In order to understand why we have taken a one-disjunct-per-lesson approach rather than an all-at-once approach, let's make some observations concerning how accurately blame assignment for an error can be determined for a typical training example.
Recall that error propagation through a proof tree involves projecting desired node input values from a known node output value. Consider a PAND node with a known desired output of 0.9, and two unknown inputs. We know that both of the inputs must be at least 0.9. This means both inputs to the PAND node fall within the relatively small range [0.9,1.0]. However, when the desired output of a two input POR node is 0.9, we can only be sure that both inputs fall in the range [0,0.9]. If the known output to the PAND or POR node is very low, say 0.1, then there is an opposite effect. That is, the unknown inputs for a POR node would lie in the relatively small range [0.0,0.1], and the unknown inputs for the PAND node would fall somewhere in the much larger range [0.1,1.0]. These observations suggest that the blame assignment for error can be propagated through a PAND node with reasonable accuracy on examples that are relatively good, say 0.7 or above. However, for high evaluation measures, an error value cannot be reliably propagated through a POR node.

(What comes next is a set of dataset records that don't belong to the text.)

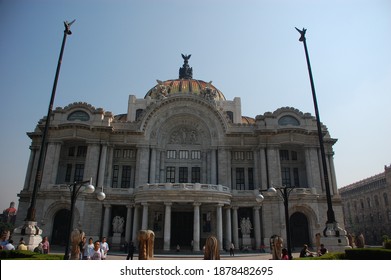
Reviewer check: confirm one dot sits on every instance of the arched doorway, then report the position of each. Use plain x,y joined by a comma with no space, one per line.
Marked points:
60,227
299,230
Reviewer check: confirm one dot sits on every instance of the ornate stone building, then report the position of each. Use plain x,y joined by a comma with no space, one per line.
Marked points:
185,163
367,207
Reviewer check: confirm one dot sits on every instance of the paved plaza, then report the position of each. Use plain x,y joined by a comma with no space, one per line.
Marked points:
184,256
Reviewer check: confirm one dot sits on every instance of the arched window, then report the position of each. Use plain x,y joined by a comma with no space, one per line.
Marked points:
288,120
230,115
79,115
385,199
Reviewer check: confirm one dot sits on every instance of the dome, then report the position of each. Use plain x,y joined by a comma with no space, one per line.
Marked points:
185,85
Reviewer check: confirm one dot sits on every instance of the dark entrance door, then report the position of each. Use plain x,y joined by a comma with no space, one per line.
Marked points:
181,229
60,227
299,230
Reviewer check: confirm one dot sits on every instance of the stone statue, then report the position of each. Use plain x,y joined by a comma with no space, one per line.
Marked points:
276,246
161,90
118,224
245,226
9,214
76,237
208,92
186,72
211,251
146,239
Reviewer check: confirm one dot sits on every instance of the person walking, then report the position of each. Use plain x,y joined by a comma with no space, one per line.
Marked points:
130,251
96,254
104,246
45,245
232,250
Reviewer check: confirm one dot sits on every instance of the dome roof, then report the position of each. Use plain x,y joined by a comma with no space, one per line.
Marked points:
185,85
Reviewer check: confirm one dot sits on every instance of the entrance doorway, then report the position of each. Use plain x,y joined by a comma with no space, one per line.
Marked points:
60,227
299,230
181,229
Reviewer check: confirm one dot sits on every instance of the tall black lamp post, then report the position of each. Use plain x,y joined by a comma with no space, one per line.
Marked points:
38,176
330,212
283,193
76,188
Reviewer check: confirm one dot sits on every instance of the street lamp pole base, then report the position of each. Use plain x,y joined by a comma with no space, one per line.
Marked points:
334,238
31,233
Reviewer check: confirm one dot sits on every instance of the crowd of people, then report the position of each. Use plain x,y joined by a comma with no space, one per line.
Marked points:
93,250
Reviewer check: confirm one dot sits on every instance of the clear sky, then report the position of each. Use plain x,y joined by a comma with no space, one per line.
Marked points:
248,48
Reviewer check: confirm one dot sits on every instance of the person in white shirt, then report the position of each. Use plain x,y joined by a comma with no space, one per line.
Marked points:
96,253
10,246
104,248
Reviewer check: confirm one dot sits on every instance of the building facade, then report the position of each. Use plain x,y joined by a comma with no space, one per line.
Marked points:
185,163
367,207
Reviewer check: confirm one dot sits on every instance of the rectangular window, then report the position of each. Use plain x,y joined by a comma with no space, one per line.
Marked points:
71,151
296,177
117,153
184,154
125,178
170,174
127,153
81,151
68,173
195,154
240,178
196,175
183,175
284,155
286,176
171,154
114,183
250,179
79,172
238,155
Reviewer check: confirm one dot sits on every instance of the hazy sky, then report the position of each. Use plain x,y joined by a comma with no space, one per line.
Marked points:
249,49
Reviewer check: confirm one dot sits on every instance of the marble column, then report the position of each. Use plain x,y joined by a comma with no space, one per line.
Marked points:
51,165
152,172
102,167
219,225
91,162
106,220
136,224
144,223
128,230
27,181
196,227
263,167
257,228
213,167
162,168
167,227
228,236
110,152
235,226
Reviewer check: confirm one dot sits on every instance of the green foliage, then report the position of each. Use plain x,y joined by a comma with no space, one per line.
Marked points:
387,244
328,256
27,255
368,254
6,227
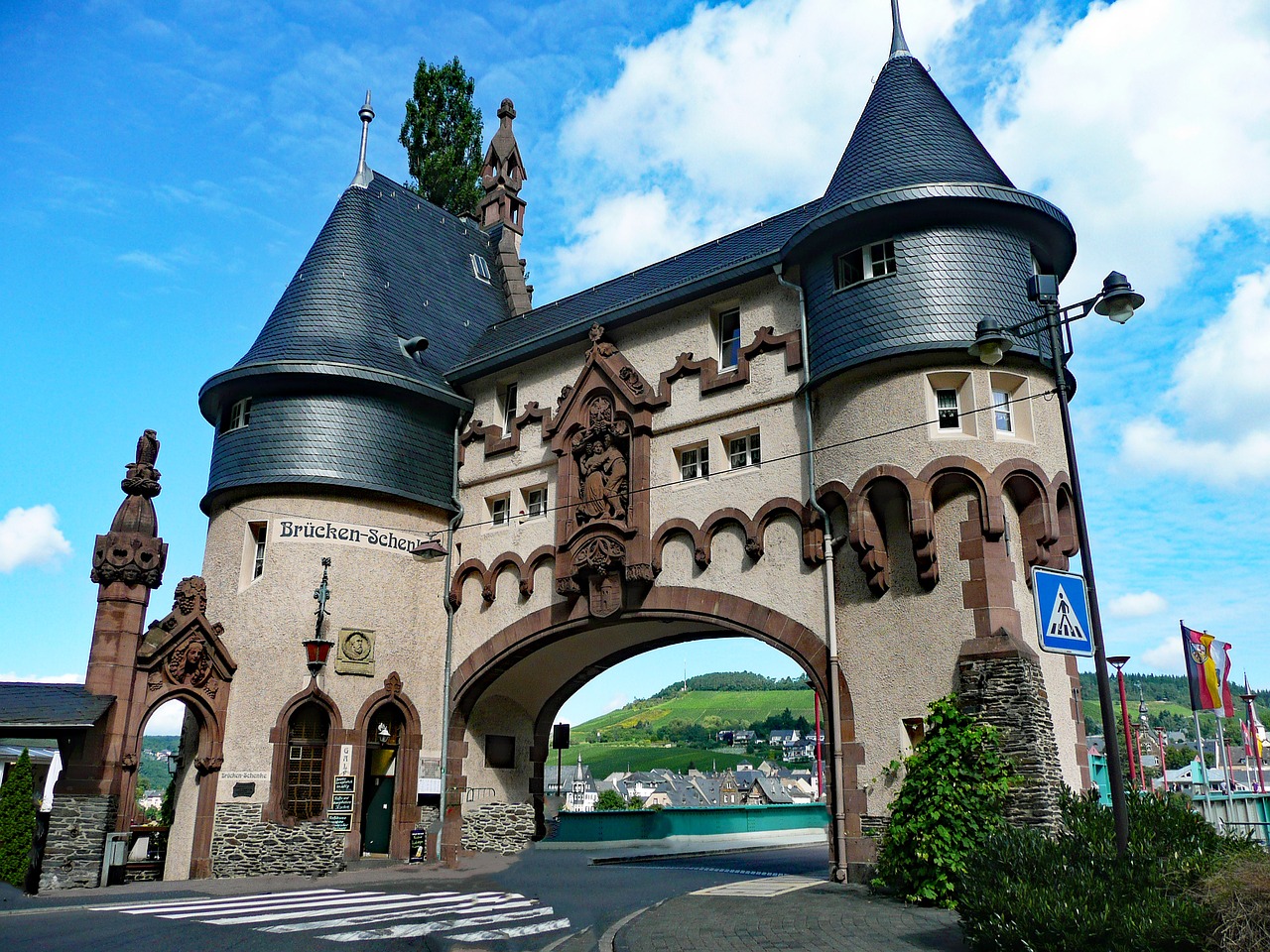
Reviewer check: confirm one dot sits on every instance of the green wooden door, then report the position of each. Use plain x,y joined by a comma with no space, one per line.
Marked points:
377,821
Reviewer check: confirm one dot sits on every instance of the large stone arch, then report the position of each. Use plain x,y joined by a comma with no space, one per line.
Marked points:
719,613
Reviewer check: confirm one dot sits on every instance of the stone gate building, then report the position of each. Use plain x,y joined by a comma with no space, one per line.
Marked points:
778,434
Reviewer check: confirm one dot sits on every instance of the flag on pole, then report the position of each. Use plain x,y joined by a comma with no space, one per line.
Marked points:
1207,670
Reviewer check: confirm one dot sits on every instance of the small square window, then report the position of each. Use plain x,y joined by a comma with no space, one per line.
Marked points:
729,339
949,413
1002,414
238,416
743,451
694,462
536,502
499,511
500,751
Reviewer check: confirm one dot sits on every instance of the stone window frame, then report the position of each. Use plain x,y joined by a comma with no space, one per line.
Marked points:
276,810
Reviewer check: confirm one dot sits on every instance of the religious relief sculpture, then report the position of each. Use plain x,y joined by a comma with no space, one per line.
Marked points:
601,452
190,664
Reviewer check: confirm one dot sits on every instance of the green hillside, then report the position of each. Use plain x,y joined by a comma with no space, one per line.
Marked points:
712,710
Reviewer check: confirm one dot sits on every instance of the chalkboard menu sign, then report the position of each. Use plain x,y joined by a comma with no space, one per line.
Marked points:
418,846
341,803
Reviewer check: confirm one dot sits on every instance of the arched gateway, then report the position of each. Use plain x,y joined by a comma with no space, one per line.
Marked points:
539,661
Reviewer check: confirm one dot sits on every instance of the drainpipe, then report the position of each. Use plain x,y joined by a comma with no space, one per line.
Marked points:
830,615
449,634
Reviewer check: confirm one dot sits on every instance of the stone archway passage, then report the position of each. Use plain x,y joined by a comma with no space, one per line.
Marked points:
707,615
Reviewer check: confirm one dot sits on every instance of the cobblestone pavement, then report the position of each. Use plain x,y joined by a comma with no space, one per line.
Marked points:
824,918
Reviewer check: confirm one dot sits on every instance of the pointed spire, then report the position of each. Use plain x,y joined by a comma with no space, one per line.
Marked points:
367,114
898,48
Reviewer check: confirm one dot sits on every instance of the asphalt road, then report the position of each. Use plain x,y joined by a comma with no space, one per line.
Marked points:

Since a subcategory evaluation measure is computed as the POR of a parent category evaluation measure and the combination of additional functional requirements, all POR nodes in a proof tree have two inputs. All POR nodes (in our proof trees) have at least 1 connecting node which consists of a parent (or more general) category whose membership calculation involves only PAND connectives. The structure of the proof trees permits the membership functions which contribute to the evaluation measure of a parent category to be accurately learned prior to learning those defined in the additional functional requirements of the subcategories. That is, we can determine one of the inputs to any POR node before we attempt to propagate an error through that node. With one input and the desired output of a POR node known, calculation of the unknown input is trivial. Thus, our learning approach eliminates the reliability problems associated with propagating blame assignment for error through POR nodes. This will be verified in Section 6 with experimental results for the subcategories straightback chair and armchair.
The mechanics of our learning algorithm suggests that OMLET'S performance depends on how accurately blame assignment can be propagated through the PAND nodes of a proof tree. Earlier, we observed that blame assignment is less reliably propagated through PAND nodes for ``bad" training examples. Not surprisingly, this suggests that the quality of the training data will have an effect on system performance. This does not mean that ``bad" examples of an object (sub)category cannot, or should not, be included in the training set. Since we use a least squares line fit to adjust the fuzzy membership functions, the use of some ``bad" training examples (for which the blame may have been inaccurately distributed among the fuzzy membership functions) should not dramatically affect the overall reliability of the learned system parameters. Rather, it is just desirable to train the system with examples that, for the most part, are good examples of their labeled object category. However, this is not unreasonable as we might expect a machine (or a human for that matter) to better learn what constitutes a chair by observing good examples of chairs.